As stated in the Notice of Settlement, the parties reached an agreement-in-principle to settle the action. The Settlement creates a fund in the amount of $16.5 million in cash and will include any interest that accrues on the fund prior to distribution as well as 6,495,844 shares of Covad common stock subject to certain terms and conditions. The stock is to be issued exempt from the registration requirements pursuant to §3(a) (10) of the Securities Act of 1933 and/or §1145 of the United States Bankruptcy Code.
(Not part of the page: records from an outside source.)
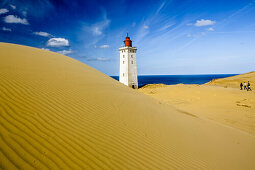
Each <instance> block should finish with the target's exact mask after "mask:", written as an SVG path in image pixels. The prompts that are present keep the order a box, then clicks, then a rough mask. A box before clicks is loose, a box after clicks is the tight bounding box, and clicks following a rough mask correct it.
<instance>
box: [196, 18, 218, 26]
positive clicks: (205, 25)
mask: <svg viewBox="0 0 255 170" xmlns="http://www.w3.org/2000/svg"><path fill="white" fill-rule="evenodd" d="M215 23H216V21H211V20H209V19H207V20H204V19H201V20H197V21H196V23H195V24H194V25H195V26H197V27H203V26H208V25H214V24H215Z"/></svg>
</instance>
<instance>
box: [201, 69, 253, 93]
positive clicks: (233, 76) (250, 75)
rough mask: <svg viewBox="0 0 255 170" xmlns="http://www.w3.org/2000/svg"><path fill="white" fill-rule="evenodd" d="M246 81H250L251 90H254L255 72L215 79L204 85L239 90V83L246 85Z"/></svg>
mask: <svg viewBox="0 0 255 170" xmlns="http://www.w3.org/2000/svg"><path fill="white" fill-rule="evenodd" d="M248 81H250V83H251V88H252V89H254V88H255V71H253V72H249V73H245V74H241V75H237V76H232V77H227V78H222V79H215V80H213V81H210V82H209V83H206V84H208V85H215V86H223V87H234V88H240V83H241V82H242V83H244V82H246V83H247V82H248Z"/></svg>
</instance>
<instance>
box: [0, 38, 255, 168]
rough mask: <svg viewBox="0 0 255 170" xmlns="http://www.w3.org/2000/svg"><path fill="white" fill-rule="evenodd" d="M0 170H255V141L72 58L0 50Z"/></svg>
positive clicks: (60, 56) (49, 54)
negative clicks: (241, 169) (202, 117)
mask: <svg viewBox="0 0 255 170" xmlns="http://www.w3.org/2000/svg"><path fill="white" fill-rule="evenodd" d="M0 113H1V117H0V132H1V133H0V134H1V137H0V168H3V169H15V168H17V169H31V168H38V169H254V167H255V161H254V158H255V137H254V136H252V135H249V134H248V133H244V132H242V131H240V130H237V129H234V128H230V127H227V126H224V125H222V124H219V123H217V122H214V121H211V120H207V119H204V118H200V117H198V116H195V115H192V114H189V113H185V112H181V111H177V110H176V109H175V108H173V107H171V106H170V105H167V104H164V103H162V102H159V101H158V100H155V99H153V98H151V97H149V96H146V95H144V94H141V93H140V92H138V91H137V90H132V89H130V88H128V87H126V86H124V85H122V84H120V83H119V82H117V81H115V80H113V79H112V78H110V77H108V76H106V75H104V74H102V73H100V72H99V71H97V70H95V69H93V68H91V67H89V66H87V65H85V64H82V63H80V62H78V61H76V60H74V59H71V58H69V57H66V56H63V55H60V54H56V53H53V52H48V51H44V50H40V49H35V48H31V47H24V46H19V45H13V44H5V43H0Z"/></svg>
Based on Lead Plaintiffs' estimate of the number of securities entitled to participate in the Settlement, the current price of Covad stock, and the anticipated number of claims to be submitted by Class members the average distribution per security would be approximately $0.27 before deduction of court-approved fees and expenses.
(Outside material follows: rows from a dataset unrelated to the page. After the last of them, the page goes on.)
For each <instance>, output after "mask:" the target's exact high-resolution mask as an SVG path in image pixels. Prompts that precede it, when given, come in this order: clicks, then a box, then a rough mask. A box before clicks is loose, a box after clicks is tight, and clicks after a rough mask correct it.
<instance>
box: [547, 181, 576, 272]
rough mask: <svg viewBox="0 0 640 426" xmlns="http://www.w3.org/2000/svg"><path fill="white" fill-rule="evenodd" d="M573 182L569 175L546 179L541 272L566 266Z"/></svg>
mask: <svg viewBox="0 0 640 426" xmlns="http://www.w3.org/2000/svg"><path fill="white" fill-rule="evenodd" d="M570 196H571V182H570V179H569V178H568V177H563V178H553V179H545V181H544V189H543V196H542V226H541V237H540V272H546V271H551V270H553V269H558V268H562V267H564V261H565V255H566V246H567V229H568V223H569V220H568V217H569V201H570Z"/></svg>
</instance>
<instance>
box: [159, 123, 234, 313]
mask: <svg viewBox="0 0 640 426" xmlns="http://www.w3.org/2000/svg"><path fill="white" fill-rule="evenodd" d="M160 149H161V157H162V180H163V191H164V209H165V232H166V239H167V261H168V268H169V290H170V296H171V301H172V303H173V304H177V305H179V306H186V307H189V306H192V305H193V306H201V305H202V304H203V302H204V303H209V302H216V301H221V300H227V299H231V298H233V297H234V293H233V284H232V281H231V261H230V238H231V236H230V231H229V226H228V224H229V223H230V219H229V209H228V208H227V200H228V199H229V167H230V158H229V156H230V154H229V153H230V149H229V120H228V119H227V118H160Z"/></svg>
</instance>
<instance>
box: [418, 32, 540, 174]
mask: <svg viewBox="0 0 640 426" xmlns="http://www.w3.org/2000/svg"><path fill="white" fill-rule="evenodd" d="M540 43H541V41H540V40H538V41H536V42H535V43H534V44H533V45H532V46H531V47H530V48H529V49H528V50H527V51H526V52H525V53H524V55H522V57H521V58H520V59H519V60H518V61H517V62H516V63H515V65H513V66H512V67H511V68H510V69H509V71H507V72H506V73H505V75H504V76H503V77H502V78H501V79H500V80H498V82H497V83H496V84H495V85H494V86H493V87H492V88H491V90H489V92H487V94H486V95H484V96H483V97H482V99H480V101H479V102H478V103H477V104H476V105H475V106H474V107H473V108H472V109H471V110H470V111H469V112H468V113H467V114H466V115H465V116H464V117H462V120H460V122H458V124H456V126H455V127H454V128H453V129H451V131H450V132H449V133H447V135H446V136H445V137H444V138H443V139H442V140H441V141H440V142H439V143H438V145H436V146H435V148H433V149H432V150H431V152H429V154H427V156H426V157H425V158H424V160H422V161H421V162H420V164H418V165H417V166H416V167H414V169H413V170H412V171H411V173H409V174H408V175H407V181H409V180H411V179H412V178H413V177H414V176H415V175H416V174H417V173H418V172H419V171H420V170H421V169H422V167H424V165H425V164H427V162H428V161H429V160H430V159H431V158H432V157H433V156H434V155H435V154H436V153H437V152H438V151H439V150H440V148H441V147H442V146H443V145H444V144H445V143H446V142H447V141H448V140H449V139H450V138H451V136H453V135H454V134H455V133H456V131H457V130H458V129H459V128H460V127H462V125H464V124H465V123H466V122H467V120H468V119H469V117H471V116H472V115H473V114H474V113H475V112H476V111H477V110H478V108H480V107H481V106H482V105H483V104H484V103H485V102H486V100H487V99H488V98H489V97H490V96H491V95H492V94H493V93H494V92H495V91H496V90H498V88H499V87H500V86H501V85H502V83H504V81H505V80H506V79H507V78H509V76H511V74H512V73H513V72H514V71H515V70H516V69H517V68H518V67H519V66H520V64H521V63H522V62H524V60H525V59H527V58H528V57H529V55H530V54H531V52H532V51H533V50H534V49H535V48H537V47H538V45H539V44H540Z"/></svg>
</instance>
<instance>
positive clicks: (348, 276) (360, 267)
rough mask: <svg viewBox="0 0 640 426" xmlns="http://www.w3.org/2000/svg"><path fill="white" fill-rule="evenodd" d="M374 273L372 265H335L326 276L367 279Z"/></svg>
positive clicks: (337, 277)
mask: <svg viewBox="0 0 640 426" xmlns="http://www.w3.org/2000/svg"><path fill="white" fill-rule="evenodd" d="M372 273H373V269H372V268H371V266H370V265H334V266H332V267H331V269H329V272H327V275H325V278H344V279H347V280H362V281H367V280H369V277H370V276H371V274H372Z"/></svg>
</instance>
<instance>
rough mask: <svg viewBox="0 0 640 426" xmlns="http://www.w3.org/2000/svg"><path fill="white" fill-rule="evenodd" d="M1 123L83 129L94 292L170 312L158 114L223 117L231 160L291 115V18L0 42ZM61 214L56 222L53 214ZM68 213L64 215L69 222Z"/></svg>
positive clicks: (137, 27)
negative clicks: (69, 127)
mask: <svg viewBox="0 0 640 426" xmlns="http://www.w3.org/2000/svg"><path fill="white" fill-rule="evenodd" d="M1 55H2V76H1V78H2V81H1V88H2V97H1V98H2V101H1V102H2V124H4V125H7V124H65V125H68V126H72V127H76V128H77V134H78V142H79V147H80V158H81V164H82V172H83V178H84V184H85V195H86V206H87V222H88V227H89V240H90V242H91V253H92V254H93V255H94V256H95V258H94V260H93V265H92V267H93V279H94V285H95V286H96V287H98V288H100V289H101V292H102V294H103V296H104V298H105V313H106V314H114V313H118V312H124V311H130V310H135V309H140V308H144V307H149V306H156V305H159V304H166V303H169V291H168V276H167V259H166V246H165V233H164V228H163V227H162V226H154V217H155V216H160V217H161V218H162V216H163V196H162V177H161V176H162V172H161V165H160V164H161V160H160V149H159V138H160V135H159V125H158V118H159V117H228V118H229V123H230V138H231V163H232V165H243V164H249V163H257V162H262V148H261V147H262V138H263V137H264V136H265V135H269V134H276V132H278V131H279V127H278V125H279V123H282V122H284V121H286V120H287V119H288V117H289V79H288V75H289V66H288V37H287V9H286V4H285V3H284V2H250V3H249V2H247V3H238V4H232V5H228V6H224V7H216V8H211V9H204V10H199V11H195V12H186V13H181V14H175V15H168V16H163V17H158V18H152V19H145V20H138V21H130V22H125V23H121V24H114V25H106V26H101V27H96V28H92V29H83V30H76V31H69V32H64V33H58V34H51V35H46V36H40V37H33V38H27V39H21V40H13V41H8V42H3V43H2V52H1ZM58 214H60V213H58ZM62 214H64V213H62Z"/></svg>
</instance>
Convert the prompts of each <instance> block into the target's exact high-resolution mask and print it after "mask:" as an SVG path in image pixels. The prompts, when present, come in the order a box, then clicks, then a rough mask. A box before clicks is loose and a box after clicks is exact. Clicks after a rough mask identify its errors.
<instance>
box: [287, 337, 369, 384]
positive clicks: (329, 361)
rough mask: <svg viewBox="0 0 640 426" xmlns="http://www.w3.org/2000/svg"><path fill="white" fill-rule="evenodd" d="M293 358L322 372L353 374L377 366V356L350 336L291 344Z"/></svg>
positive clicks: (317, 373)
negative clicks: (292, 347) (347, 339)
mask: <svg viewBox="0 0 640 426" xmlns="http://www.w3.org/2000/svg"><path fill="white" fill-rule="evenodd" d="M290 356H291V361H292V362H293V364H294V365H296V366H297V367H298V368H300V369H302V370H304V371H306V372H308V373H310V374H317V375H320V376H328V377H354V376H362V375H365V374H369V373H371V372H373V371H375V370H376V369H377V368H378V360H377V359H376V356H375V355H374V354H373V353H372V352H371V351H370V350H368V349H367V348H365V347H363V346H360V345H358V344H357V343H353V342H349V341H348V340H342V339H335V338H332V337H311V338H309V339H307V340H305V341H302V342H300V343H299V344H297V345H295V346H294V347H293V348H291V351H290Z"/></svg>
If the Settlement is approved by the District Court, counsel for the Plaintiffs will apply to the District Court for attorneys' fees of 25% of the settlement proceeds plus reimbursement of out-of-pocket expenses not to exceed $300,000 to be paid from the settlement proceeds. The four Lead Plaintiffs may also seek reimbursement for the time expended and expense incurred by each of them in serving as Lead Plaintiff. If sought, the amounts will not exceed $5,000 for each. If the amount requested by counsel is approved by the District Court, the average cost per security would be $0.07.
The original complaint charges Covad and certain of its officers and directors with violations of the Securities Exchange Act of 1934. The complaint alleges that defendants misrepresented the revenues that Covad was deriving from its newly acquired BlueStar business, which, together with defendants' false representations that Covad would post Q3 2000 EPS of $(1.18) and revenues of $74.7 million, operated to artificially inflate the price of Covad stock to a Class Period high of $20.93 on September 11, 2000. This upsurge in Covad's stock caused by defendants' alleged false and misleading statements enabled Covad to complete a $500 million bond offering and the $140 million stock-for-stock acquisition of BlueStar. On October 17, 2000, 15 business days after the acquisition of BlueStar was completed and just 18 business days after Covad raised $500 million in a debt offering, Covad revealed that it was in fact suffering a huge decline in revenues, was not posting smaller negative EPS growth, and contrary to defendants' repeated assurances, Covad was forced to reveal the problems it had been experiencing during the Class Period in attempting to grow its business. This announcement caused its stock price to drop to as low as $3.50 (or over $5 per share) on record volume of 70 million shares on October 18, 2000, causing hundreds of millions of dollars in damages to members of the Class.